An overview of the CUJET model: Jet Flavor Tomography applied at RHIC and LHC

TL;DR

This paper reviews the CUJET Monte Carlo model for jet flavor tomography, which predicts jet quenching patterns and nuclear modification factors at RHIC and LHC, revealing novel features and the impact of running coupling effects.

Contribution

It introduces and applies the CUJET model to predict jet flavor and centrality dependence of R_AA, highlighting new features like level crossing patterns and the effects of running coupling on jet energy loss.

Findings

Predicted a level crossing pattern in R_AA for different jet flavors.

Showed that running coupling effects lead to a non-trivial constant jet energy loss behavior.

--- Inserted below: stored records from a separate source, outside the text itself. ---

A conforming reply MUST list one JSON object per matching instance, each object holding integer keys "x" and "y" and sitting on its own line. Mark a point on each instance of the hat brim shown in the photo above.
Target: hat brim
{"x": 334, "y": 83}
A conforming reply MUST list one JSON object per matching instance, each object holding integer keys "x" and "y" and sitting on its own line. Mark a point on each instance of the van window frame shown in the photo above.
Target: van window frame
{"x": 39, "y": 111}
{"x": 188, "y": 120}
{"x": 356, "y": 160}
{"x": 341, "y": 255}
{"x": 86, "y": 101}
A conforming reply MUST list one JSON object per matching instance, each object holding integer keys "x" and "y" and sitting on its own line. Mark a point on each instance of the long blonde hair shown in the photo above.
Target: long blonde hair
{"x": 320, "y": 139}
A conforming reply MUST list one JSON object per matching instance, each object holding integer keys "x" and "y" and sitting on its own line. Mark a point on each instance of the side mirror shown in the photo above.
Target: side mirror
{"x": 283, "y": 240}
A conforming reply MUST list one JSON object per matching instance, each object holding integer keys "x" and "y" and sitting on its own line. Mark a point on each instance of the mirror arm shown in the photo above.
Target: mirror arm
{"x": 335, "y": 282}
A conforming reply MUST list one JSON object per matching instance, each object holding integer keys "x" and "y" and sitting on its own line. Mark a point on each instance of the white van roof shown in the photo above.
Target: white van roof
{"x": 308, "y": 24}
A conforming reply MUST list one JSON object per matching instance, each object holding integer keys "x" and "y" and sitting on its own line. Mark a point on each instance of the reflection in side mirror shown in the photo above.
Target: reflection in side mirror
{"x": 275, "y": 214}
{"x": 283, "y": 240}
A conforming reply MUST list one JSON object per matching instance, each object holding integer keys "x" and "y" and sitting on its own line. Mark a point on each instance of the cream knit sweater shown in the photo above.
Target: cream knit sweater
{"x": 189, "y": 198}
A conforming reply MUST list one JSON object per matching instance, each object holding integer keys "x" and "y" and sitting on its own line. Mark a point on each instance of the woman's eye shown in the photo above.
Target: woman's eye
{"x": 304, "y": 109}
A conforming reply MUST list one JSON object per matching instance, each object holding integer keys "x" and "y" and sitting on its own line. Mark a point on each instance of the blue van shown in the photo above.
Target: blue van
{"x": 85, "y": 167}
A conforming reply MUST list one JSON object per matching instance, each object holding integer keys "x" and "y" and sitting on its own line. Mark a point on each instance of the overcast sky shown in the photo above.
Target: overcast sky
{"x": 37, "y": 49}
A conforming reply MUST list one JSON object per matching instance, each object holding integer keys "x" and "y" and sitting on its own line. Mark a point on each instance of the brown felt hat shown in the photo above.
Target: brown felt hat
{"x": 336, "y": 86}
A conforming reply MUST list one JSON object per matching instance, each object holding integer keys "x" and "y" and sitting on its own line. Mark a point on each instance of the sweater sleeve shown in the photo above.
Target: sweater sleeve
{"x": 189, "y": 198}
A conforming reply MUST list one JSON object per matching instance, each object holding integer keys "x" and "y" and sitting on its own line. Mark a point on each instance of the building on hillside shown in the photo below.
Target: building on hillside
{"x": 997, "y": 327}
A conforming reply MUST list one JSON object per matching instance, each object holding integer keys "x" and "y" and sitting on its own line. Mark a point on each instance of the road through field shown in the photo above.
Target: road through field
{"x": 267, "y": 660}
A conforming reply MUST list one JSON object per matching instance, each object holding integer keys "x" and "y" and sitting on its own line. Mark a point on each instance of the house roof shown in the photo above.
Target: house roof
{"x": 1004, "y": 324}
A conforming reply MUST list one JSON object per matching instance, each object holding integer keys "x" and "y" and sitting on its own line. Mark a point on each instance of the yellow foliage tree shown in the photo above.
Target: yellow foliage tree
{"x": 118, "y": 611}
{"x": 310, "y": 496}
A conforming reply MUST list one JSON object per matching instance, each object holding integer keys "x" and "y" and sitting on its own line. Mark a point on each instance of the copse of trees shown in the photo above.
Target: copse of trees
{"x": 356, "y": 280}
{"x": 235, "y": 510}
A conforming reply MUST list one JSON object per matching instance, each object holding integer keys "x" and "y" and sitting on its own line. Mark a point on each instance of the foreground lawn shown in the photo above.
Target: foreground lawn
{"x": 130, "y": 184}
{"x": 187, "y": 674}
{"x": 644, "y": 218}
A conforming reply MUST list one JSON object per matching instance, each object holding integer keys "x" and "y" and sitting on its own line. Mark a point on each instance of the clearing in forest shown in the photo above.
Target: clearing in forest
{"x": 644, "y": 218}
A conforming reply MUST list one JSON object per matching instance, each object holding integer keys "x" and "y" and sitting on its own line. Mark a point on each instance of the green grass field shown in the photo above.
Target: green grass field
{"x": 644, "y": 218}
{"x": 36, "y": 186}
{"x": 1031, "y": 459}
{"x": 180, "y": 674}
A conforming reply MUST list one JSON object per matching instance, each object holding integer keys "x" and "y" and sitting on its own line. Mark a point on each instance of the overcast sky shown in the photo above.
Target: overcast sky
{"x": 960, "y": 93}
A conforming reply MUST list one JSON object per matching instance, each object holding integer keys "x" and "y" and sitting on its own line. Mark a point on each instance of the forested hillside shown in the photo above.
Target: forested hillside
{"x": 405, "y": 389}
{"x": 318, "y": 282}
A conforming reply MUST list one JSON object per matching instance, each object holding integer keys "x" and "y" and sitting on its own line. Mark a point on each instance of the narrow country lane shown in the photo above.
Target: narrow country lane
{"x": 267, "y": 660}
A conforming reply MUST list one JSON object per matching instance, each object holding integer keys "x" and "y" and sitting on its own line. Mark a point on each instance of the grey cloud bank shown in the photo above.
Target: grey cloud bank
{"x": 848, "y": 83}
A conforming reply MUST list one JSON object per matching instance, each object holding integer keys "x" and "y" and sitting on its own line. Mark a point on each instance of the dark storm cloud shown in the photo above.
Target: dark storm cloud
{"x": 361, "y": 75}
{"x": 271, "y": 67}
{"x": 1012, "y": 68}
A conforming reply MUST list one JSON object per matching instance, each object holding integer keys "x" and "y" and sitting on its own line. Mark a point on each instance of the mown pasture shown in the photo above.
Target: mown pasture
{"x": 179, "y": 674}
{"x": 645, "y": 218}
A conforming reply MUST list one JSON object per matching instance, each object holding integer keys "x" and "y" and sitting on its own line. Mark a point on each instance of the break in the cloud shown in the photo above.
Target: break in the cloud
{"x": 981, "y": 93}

Demonstrated the model's ability to discriminate between different jet-medium interaction models.

Abstract

Jet Flavor Tomography is a powerful tool used to probe the properties of Quark Gluon Plasma formed in heavy ion collisions at RHIC and LHC. A new Monte Carlo model of jet quenching developed at Columbia University, CUJET, was applied to predict the jet flavor and centrality dependence of the nuclear modification factor $R_{AA}$. The predictions for fragments $f=\pi,D,B,e$, derived from quenched jet flavors $a=g,u,c,b$ in central and peripheral collisions at RHIC and LHC, exhibit novel features such as a level crossing pattern in $R_{AA\rightarrow a\rightarrow f}$ over a broad transverse momentum range which can test jet-medium dynamics in quark gluon plasmas and help discriminate between current energy loss models. Furthermore, the inclusion of running coupling effects seems to change the jet energy dependence of the jet energy loss to a non trivial constant behavior, with a visible impact on the predictions for $R_{AA}$.